Re: [PATCH v2] mm/khugepaged: skip shmem with userfaultfd

From: Matthew Wilcox
Date: Mon Feb 06 2023 - 14:02:03 EST


On Mon, Feb 06, 2023 at 08:28:56PM +0900, David Stevens wrote:
> This change first makes sure that the intermediate page cache state
> during collapse is not visible by moving when gaps are filled to after
> the page cache lock is acquired for the final time. This is necessary
> because the synchronization provided by locking hpage is insufficient
> for functions which operate on the page cache without actually locking
> individual pages to examine their content (e.g. shmem_mfill_atomic_pte).

I've been a little scared of touching khugepaged because, well, look at
that function. But if we are going to touch it, how about this patch
first? It does _part_ of what you need by not filling in the holes,
but obviously not the part that looks at uffd.

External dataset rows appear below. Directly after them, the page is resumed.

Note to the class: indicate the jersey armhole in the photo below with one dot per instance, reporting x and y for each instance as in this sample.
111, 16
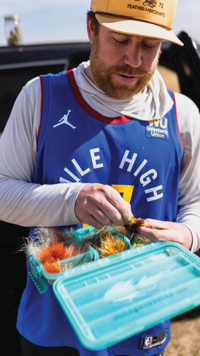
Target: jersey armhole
178, 124
41, 110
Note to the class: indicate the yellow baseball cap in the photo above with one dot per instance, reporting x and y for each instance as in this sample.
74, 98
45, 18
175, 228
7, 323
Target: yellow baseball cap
148, 18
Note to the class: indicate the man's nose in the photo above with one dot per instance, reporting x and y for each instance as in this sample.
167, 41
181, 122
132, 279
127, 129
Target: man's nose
133, 56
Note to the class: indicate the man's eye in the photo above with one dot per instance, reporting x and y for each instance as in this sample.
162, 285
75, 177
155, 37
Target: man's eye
145, 46
120, 42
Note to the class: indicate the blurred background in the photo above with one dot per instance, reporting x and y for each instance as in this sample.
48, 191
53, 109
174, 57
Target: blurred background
50, 21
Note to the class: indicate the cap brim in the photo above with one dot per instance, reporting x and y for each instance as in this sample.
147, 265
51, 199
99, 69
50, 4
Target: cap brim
137, 28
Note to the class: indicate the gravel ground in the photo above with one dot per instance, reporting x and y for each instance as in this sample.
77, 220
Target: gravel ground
185, 339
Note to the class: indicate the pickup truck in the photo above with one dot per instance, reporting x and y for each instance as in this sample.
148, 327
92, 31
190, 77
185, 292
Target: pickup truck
180, 67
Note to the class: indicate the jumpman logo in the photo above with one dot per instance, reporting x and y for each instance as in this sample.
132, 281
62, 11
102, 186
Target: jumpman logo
64, 120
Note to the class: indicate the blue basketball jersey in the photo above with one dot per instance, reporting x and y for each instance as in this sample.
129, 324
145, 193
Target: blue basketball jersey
140, 159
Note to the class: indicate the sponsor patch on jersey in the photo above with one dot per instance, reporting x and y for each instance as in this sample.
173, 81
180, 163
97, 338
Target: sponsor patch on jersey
158, 129
152, 341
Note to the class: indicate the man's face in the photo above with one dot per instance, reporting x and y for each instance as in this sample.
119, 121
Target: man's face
122, 65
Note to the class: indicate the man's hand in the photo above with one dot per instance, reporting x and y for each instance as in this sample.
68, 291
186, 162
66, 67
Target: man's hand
156, 230
100, 205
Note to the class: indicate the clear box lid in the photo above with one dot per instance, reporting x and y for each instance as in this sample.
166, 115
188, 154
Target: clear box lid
112, 299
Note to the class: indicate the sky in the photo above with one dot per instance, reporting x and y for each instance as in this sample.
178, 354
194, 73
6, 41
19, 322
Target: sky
52, 21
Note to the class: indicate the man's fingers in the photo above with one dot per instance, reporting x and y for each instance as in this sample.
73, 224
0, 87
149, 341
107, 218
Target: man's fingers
104, 204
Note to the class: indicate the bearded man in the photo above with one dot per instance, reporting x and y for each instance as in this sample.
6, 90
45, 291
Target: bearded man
94, 145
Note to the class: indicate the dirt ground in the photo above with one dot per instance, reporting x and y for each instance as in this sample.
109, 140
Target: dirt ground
185, 338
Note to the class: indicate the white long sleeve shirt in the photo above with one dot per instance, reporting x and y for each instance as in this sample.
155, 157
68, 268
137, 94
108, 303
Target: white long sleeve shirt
26, 203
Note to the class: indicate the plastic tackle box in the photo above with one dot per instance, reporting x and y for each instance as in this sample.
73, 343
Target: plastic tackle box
114, 298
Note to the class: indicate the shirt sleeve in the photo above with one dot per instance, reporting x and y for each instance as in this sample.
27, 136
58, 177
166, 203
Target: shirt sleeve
22, 201
189, 184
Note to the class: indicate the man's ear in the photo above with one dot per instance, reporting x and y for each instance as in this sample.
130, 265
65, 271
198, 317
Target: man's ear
90, 30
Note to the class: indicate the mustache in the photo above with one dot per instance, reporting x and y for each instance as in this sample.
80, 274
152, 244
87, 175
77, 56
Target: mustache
127, 70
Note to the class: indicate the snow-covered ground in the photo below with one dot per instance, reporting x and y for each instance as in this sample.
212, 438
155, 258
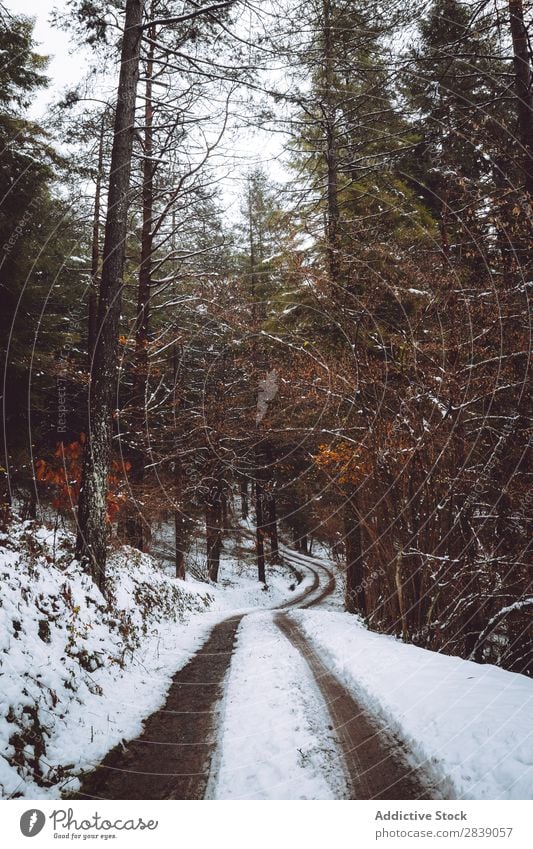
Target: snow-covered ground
275, 740
78, 675
470, 724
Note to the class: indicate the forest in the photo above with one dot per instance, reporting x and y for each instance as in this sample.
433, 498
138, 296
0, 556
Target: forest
329, 338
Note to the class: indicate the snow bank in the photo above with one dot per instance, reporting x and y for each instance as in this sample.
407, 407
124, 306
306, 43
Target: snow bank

It leaves the old pages in-place and frozen. I think this should be
safe, but I haven't booted it (not entirely sure what test I'd run
to prove that it's not broken)

diff --git a/mm/khugepaged.c b/mm/khugepaged.c
index eb38bd1b1b2f..cfd33dff7253 100644
--- a/mm/khugepaged.c
+++ b/mm/khugepaged.c
@@ -1845,15 +1845,14 @@ static int retract_page_tables(struct address_space *mapping, pgoff_t pgoff,
* - allocate and lock a new huge page;
* - scan page cache replacing old pages with the new one
* + swap/gup in pages if necessary;
- * + fill in gaps;
+ * + freeze the old pages
* + keep old pages around in case rollback is required;
* - if replacing succeeds:
* + copy data over;
* + free old pages;
* + unlock huge page;
* - if replacing failed;
- * + put all pages back and unfreeze them;
- * + restore gaps in the page cache;
+ * + unfreeze old pages;
* + unlock and free huge page;
*/
static int collapse_file(struct mm_struct *mm, unsigned long addr,
@@ -1930,7 +1929,6 @@ static int collapse_file(struct mm_struct *mm, unsigned long addr,
result = SCAN_FAIL;
goto xa_locked;
}
- xas_store(&xas, hpage);
nr_none++;
continue;
}
@@ -2081,8 +2079,6 @@ static int collapse_file(struct mm_struct *mm, unsigned long addr,
*/
list_add_tail(&page->lru, &pagelist);

- /* Finally, replace with the new page. */
- xas_store(&xas, hpage);
continue;
out_unlock:
unlock_page(page);
@@ -2195,32 +2191,17 @@ static int collapse_file(struct mm_struct *mm, unsigned long addr,
shmem_uncharge(mapping->host, nr_none);
}

- xas_set(&xas, start);
- xas_for_each(&xas, page, end - 1) {
+ list_for_each_entry_safe(page, tmp, &pagelist, lru) {
+ list_del(&page->lru);
page = list_first_entry_or_null(&pagelist,
struct page, lru);
- if (!page || xas.xa_index < page->index) {
- if (!nr_none)
- break;
- nr_none--;
- /* Put holes back where they were */
- xas_store(&xas, NULL);
- continue;
- }
-
- VM_BUG_ON_PAGE(page->index != xas.xa_index, page);

/* Unfreeze the page. */
list_del(&page->lru);
page_ref_unfreeze(page, 2);
- xas_store(&xas, page);
- xas_pause(&xas);
- xas_unlock_irq(&xas);
unlock_page(page);
putback_lru_page(page);
- xas_lock_irq(&xas);
}
- VM_BUG_ON(nr_none);
/*
* Undo the updates of filemap_nr_thps_inc for non-SHMEM file only.
* This undo is not needed unless failure is due to SCAN_COPY_MC.